O caso chegou à Justiça pela Defensoria Púbica do estado. A mãe
biológica não tinha condições de sustentar o filho, que era criado
também pelo pai com sua companheira. A madrasta tinha intenção de adotar
o menino, mas a mãe não queria que o filho deixasse de ter o seu nome
no registro de nascimento. O juiz deu então uma decisão “salomônica” e
pôs o nome das duas mães na certidão da criança. Com isso, segundo
especialistas, esse é primeiro caso de uma criança registrada por pais
biológicos e uma madrasta no Brasil.
O juiz também deu outra decisão inédita em outubro: permitiu que duas
mulheres adotassem uma criança de 12 anos e incluíssem o irmão de uma
delas como pai. A adoção tripla ocorreu porque a família gostaria que a
criança tivesse a figura paterna. Segundo a advogada Maria Berenice
Dias, do Instituto Brasileiro de Direito de Família (Ibdfam), já houve
outros casos de filiação tripla, mas isso teria sido concedido depois
que um dos pais biológicos já havia morrido ou em processos de
investigação de paternidade.
Braz, que também é psicólogo, afirma não ver problemas na filiação
poliafetiva – o termo técnico para designar a paternidade e maternidade
múltiplas. “Isso já existe na humanidade há muitos anos”, afirmou.

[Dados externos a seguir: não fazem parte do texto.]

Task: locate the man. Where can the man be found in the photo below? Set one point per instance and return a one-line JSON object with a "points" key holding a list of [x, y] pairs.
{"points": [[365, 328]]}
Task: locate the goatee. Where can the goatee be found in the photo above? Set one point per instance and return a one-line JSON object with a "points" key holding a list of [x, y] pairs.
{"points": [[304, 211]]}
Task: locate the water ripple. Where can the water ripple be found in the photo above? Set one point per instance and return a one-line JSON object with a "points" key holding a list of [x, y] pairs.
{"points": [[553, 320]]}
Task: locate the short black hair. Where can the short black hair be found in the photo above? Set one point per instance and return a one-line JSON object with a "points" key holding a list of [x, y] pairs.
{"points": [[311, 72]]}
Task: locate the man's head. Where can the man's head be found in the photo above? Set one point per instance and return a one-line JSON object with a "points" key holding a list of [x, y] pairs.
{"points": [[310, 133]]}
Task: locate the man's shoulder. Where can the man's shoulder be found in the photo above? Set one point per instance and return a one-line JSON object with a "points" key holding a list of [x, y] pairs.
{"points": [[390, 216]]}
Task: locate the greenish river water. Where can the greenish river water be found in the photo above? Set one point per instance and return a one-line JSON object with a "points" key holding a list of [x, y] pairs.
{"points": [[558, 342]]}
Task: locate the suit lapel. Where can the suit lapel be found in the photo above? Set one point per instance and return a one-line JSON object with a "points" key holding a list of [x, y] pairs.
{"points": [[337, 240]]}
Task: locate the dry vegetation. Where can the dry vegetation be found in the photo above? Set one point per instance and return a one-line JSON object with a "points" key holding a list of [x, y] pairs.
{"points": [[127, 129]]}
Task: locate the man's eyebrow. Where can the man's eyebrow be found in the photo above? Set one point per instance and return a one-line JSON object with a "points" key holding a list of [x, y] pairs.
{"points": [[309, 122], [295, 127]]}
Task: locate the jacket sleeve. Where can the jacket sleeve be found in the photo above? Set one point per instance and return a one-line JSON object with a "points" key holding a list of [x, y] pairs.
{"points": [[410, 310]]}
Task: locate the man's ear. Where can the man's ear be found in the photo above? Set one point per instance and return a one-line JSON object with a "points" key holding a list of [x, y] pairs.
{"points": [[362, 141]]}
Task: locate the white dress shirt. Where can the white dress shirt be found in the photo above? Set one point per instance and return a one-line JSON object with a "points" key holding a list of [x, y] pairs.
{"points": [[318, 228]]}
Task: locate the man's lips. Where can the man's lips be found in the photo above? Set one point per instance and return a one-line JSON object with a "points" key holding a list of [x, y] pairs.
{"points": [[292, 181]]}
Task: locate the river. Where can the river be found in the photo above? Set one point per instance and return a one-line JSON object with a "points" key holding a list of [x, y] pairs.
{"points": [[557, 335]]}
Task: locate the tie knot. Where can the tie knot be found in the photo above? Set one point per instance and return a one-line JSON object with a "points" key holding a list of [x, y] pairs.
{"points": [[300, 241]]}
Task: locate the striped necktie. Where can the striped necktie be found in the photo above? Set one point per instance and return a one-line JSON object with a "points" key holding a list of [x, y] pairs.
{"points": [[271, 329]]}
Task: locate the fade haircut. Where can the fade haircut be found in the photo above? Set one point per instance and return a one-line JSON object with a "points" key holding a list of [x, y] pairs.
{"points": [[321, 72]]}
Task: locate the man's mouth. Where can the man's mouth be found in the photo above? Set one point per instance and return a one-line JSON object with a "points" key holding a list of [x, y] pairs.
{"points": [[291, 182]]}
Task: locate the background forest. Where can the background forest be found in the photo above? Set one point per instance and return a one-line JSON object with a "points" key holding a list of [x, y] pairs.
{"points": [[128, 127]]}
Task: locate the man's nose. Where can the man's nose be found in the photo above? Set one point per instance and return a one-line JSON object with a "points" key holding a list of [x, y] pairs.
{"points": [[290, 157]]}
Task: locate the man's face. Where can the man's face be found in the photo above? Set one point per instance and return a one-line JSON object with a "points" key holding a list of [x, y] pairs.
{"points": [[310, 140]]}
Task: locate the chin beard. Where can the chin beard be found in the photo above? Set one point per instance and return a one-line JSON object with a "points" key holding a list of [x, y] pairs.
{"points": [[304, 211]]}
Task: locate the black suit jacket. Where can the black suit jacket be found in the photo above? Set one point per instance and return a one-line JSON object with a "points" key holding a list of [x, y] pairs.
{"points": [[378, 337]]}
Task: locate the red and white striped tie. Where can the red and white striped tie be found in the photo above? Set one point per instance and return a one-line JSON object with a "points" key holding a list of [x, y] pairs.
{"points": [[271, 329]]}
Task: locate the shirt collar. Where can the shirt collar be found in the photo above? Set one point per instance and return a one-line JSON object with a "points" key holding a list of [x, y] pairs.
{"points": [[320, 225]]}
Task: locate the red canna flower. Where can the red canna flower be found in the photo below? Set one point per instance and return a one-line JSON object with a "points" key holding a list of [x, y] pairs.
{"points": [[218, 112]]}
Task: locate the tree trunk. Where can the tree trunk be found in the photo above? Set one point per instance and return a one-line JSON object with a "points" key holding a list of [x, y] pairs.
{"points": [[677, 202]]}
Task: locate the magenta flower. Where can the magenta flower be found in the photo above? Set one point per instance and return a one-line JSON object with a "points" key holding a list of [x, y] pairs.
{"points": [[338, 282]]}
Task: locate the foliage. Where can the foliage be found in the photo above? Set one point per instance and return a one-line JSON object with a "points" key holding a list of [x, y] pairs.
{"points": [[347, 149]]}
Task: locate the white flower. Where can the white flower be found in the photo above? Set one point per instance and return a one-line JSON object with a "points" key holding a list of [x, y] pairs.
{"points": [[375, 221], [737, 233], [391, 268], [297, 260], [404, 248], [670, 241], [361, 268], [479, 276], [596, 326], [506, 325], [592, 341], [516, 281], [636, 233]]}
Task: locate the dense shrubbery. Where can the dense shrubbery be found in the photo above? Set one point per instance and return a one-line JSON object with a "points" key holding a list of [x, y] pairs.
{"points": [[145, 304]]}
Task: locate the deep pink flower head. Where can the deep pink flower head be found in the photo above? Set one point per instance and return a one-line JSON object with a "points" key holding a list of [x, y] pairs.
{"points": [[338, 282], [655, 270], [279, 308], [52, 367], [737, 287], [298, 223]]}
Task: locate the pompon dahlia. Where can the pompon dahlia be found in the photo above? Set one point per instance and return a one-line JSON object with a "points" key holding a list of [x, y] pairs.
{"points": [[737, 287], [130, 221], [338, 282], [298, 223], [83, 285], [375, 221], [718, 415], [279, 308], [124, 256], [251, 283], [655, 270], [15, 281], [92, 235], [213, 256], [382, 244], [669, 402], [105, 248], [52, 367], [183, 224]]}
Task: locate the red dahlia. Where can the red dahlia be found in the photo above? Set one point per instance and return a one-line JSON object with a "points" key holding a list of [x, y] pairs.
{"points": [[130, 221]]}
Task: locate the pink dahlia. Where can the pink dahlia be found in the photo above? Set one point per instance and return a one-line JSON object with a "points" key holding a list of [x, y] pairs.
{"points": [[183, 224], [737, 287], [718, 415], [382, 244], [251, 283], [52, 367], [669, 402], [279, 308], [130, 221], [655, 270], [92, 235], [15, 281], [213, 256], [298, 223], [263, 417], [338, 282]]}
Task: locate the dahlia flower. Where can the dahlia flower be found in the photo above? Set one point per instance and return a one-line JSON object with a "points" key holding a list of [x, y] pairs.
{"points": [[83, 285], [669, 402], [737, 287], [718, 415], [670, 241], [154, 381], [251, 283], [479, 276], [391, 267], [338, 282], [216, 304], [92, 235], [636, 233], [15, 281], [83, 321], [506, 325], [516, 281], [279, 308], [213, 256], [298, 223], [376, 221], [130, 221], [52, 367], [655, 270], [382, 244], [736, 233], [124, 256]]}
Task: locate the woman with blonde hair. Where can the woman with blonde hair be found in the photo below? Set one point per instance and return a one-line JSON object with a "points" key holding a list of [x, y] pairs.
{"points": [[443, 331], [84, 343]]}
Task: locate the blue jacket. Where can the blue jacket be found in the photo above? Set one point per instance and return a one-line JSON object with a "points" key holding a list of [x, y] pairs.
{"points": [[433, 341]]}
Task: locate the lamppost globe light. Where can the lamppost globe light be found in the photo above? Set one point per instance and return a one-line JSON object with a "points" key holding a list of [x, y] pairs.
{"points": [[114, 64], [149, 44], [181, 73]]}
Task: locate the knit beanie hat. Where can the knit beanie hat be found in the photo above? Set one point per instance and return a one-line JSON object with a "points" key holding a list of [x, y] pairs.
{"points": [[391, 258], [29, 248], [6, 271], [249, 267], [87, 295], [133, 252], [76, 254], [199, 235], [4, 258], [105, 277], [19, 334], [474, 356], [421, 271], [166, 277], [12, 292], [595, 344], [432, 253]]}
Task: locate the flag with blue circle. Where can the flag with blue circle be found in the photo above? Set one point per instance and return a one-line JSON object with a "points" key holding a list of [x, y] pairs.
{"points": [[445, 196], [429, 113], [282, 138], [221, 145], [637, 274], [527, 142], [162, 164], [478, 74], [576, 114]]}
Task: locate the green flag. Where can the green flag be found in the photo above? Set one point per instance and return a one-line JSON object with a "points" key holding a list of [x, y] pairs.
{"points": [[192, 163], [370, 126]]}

“Outras pessoas já tiveram dois pais e duas mães. A Justiça só
reconheceu para efeitos previdenciários, para planos de saúde, para
todos os efeitos da vida”.
Segundo ele, o Ministério Público fiscalizou os dois processos de
adoção, com acompanhamento de assistentes sociais. Para fundamentar a
decisão, o magistrado cita o Código Civil, que diz que o parentesco não
tem apenas origem sanguínea, e o Estatuto da Criança e do Adolescente,
segundo o qual a adoção deve ser dada quando houver reais vantagens e
motivos legítimos. “Ora, quem tem três pessoas para lhe proteger está
mais protegida do que quem tem duas. E o real motivo existe, afinal
essas três pessoas já lhe dão carinho, e o afeto já é reconhecido pelo
Direito”, afirmou o juiz.
Segundo a advogada Maria Berenice Dias, o registro em nome de três
pessoas “espelha a realidade da vida, se a criança tem de fato duas
mães”. “As duas mães têm que ter responsabilidade com relação a ela.”
Vínculos Afetivos – As decisões fazem parte de uma
nova corrente no Direito de Família que defende que os laços afetivos
prevalecem ou são simultâneos às relações sanguíneas. Em Santa Catarina,
em setembro, foi garantido pela primeira vez o pagamento de pensão de
um padrasto para uma enteada. Ele teria vivido em união estável com a
mãe e, depois de se separarem, a Justiça deu uma liminar para que o
ex-companheiro continuasse a sustentar a adolescente. A filha já recebia
uma pensão do seu pai biológico. A decisão foi depois confirmada pelo
Tribunal de Justiça do estado.
No Supremo Tribunal Federal (STF) foi reconhecida, em janeiro, a
repercussão geral sobre esse tema – se a filiação afetiva prevalece
sobre a biológica. Na ação, foi pedida a anulação do registro de
nascimento feito por avós no lugar do pai biológico.